Libyan Foreign Minister Mohammed al-Dairi on Wednesday demanded that the UN Security Council lift an arms embargo so his country can fight the Islamic State (IS) group as it establishes a presence in north Africa and moves closer to Europe.
Al-Dairi spoke to an emergency session of the council amid regional alarm after the group formerly known as the Islamic State of Iraq and the Levant over the weekend posted a video of the beheadings of 21 Egyptian Coptic Christians in Libya.
Al-Dairi said that Libya is not asking for international intervention, but the world community has a “legal and moral responsibility to lend urgent support” and that the region, including the Mediterranean, is in danger.
“If we fail to have arms provided to us, this can only play into the hands of extremists,” he said.
He told reporters he wanted to see the same attention paid the danger in Libya as has been paid to Iraq and Syria, where a US-led coalition is battling the Islamic State group.
Egyptian Foreign Minister Sameh Shoukry called for a naval blockade on arms heading to areas of Libya outside the control of “legitimate authorities.”
He did not rule out troops on the ground in Libya and said his country was seeking international support “by all means.”
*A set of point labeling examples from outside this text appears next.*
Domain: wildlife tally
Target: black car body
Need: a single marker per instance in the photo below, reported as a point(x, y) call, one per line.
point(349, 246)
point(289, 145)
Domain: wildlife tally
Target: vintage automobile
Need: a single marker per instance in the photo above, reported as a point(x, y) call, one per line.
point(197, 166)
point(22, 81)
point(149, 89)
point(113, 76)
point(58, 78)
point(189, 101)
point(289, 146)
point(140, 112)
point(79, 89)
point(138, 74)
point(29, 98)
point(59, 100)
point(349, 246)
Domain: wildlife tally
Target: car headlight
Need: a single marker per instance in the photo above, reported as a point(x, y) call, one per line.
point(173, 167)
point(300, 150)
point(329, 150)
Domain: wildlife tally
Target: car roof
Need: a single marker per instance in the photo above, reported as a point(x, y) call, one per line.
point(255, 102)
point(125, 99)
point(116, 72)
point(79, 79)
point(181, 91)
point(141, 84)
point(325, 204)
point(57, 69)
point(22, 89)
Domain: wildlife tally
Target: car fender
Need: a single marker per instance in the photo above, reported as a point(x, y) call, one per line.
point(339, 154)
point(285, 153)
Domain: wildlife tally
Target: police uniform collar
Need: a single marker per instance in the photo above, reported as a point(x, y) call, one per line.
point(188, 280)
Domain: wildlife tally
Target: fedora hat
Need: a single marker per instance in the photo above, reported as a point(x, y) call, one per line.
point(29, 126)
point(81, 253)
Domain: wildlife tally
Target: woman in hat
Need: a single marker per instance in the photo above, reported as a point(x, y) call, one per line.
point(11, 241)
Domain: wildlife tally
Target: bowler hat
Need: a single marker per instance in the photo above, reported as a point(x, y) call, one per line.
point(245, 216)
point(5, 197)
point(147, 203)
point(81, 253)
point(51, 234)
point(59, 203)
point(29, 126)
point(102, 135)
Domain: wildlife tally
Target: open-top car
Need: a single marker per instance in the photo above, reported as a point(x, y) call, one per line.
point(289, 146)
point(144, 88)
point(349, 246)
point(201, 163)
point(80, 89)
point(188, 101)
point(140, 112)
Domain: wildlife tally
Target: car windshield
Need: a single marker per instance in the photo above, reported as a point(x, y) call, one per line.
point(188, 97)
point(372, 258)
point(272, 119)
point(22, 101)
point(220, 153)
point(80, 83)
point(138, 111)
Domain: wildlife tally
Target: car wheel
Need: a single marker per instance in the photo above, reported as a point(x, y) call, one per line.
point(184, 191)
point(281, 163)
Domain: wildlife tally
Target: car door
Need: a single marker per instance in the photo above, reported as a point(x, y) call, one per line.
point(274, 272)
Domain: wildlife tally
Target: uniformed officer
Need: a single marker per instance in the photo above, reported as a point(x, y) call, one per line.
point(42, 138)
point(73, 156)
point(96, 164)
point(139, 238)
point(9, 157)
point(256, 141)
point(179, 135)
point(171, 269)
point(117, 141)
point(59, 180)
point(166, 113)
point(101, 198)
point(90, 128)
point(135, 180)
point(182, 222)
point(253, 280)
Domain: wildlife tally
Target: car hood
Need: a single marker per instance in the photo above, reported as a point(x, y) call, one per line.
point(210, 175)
Jordan was circulating a draft resolution on the issue to fellow council members later on Wednesday. Aside from the call to lift the arms embargo, the draft resolution also calls on militias to withdraw from Tripoli to allow the return of the “legitimate government,” and it condemns any attempt to supply arms to non-state actors.
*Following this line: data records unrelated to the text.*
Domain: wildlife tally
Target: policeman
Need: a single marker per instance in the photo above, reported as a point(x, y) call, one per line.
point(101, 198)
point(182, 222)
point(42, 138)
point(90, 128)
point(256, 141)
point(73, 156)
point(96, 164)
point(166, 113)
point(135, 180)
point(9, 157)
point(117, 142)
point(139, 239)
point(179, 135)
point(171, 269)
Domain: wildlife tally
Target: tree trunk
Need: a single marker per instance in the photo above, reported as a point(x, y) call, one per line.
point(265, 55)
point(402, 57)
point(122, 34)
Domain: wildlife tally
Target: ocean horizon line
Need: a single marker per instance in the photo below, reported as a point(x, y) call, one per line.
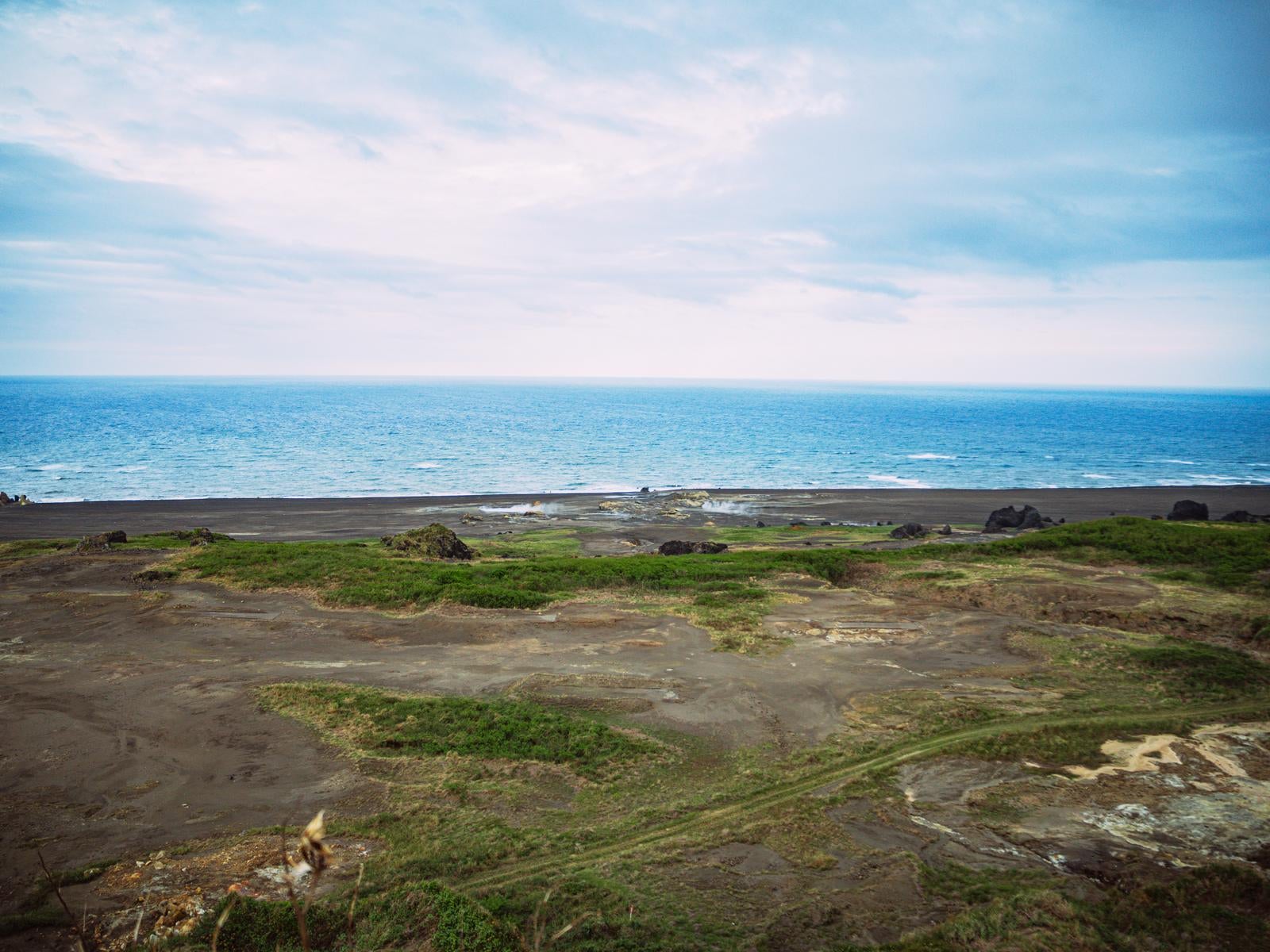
point(687, 382)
Meanwhile, Qatar yesterday recalled its ambassador to Egypt “for consultation” following a row over Cairo’s airstrikes on jihadist targets in Libya, Qatari state media said.
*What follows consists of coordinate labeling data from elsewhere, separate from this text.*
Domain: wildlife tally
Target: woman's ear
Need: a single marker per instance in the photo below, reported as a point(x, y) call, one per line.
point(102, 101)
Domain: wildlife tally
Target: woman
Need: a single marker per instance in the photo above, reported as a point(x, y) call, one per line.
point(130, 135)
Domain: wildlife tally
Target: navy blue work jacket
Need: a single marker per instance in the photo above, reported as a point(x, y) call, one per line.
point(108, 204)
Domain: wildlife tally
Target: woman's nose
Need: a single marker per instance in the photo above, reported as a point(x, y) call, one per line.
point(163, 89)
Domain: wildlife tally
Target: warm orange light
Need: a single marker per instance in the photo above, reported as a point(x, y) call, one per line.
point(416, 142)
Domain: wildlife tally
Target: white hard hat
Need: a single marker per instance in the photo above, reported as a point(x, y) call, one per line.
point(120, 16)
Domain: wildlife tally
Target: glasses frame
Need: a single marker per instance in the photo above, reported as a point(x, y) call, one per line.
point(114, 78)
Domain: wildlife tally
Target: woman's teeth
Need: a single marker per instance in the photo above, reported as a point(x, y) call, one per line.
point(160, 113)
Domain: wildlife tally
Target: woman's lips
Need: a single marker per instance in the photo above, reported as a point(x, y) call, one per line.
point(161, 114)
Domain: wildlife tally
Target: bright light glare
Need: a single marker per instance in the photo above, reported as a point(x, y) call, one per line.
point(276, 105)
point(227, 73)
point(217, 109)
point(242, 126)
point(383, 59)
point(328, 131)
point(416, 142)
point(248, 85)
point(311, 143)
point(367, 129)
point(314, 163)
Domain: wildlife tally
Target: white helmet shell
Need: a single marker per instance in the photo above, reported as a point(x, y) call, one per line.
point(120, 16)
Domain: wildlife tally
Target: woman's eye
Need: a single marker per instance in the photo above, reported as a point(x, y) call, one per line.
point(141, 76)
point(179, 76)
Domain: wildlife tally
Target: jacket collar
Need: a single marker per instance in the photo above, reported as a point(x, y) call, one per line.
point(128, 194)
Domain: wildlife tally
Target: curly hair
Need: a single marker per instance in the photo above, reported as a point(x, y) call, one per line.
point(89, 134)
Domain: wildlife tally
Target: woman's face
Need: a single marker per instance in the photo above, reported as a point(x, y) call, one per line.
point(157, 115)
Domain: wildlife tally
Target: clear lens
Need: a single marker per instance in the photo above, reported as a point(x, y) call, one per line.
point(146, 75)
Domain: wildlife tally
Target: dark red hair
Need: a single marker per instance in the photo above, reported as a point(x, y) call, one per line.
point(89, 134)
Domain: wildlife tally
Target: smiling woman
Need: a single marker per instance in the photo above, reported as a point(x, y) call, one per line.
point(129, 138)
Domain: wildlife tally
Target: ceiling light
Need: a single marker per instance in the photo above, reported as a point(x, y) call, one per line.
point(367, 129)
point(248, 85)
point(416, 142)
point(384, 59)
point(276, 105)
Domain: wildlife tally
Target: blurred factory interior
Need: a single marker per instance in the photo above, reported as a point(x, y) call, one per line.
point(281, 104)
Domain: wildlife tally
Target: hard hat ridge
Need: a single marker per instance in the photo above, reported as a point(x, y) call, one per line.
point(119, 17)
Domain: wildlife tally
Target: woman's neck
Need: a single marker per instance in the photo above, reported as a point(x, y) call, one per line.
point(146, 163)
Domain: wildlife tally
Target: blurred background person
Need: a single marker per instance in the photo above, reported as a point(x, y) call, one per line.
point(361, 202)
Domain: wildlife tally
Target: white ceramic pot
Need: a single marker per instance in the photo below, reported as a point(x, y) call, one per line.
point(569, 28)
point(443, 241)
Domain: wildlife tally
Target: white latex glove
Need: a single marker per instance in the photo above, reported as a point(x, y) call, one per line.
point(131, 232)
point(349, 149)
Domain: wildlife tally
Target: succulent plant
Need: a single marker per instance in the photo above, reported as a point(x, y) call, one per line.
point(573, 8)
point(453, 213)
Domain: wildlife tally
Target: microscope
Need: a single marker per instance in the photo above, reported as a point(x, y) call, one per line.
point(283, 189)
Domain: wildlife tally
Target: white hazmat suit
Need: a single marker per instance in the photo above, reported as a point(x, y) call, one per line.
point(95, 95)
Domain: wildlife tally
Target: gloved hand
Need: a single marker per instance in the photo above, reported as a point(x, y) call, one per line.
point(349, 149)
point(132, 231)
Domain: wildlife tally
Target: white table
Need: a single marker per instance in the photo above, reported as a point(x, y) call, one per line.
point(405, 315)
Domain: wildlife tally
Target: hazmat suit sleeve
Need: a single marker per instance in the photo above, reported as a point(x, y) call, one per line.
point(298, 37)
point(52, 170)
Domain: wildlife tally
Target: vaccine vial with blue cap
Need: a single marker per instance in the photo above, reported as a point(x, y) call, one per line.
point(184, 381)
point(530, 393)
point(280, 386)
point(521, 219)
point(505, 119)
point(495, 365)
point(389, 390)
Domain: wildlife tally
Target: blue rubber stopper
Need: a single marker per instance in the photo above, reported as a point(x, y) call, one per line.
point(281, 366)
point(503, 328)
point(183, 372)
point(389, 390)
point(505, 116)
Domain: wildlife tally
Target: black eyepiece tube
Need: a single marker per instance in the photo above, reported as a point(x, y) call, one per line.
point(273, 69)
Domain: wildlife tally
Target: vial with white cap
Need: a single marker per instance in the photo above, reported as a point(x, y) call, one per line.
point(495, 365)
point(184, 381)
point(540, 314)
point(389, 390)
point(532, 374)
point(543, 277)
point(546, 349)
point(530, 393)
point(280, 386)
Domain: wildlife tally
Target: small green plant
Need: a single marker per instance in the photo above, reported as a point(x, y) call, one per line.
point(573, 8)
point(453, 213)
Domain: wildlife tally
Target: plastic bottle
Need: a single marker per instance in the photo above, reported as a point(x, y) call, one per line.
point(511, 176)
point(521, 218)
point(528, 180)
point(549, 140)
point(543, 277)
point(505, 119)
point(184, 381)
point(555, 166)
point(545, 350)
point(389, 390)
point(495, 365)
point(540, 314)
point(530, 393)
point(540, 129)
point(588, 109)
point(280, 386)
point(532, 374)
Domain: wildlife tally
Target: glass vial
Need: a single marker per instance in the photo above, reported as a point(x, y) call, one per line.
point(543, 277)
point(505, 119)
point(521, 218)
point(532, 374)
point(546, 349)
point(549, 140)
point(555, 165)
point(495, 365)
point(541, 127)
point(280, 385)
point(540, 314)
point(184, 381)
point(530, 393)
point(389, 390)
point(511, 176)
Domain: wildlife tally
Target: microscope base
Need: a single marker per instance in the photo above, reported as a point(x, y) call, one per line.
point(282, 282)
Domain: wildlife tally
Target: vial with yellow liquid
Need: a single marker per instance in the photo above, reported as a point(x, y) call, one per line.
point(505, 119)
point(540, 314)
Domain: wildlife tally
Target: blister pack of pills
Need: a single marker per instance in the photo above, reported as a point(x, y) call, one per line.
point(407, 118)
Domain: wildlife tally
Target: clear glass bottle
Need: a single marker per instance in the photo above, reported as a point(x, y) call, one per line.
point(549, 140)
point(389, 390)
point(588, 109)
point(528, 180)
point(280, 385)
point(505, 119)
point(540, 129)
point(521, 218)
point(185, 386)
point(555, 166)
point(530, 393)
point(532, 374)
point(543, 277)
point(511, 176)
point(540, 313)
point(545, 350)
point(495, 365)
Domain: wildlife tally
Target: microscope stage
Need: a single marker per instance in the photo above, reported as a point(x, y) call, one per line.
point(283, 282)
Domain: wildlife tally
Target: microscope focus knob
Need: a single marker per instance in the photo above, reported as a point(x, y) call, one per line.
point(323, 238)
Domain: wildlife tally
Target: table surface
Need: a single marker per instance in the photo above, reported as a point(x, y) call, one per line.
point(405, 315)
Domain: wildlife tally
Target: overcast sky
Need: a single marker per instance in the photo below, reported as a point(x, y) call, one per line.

A foreign ministry official said Doha was recalling its envoy over a statement made by Egypt’s delegate to the Arab League, Tariq Adel, the QNA state news agency said.
Adel accused Qatar of supporting “terrorism,” according to Egyptian media and the al-Jazeera news channel, after Doha’s representative expressed reservations over a clause in a communique welcoming Cairo’s airstrikes on Islamic State targets.
The communique was released at the end of an ambassador-level Arab League meeting in Cairo.
Ties between Doha and Cairo have been strained over Qatar’s support for ousted Egyptian president Mohamed Morsi.
Qatar’s director of Arab affairs in the foreign ministry, Saad bin Ali al-Mohannadi, said Doha had expressed reservations over welcoming the raids, stressing the need for “consultations before any unilateral military action against another member state.”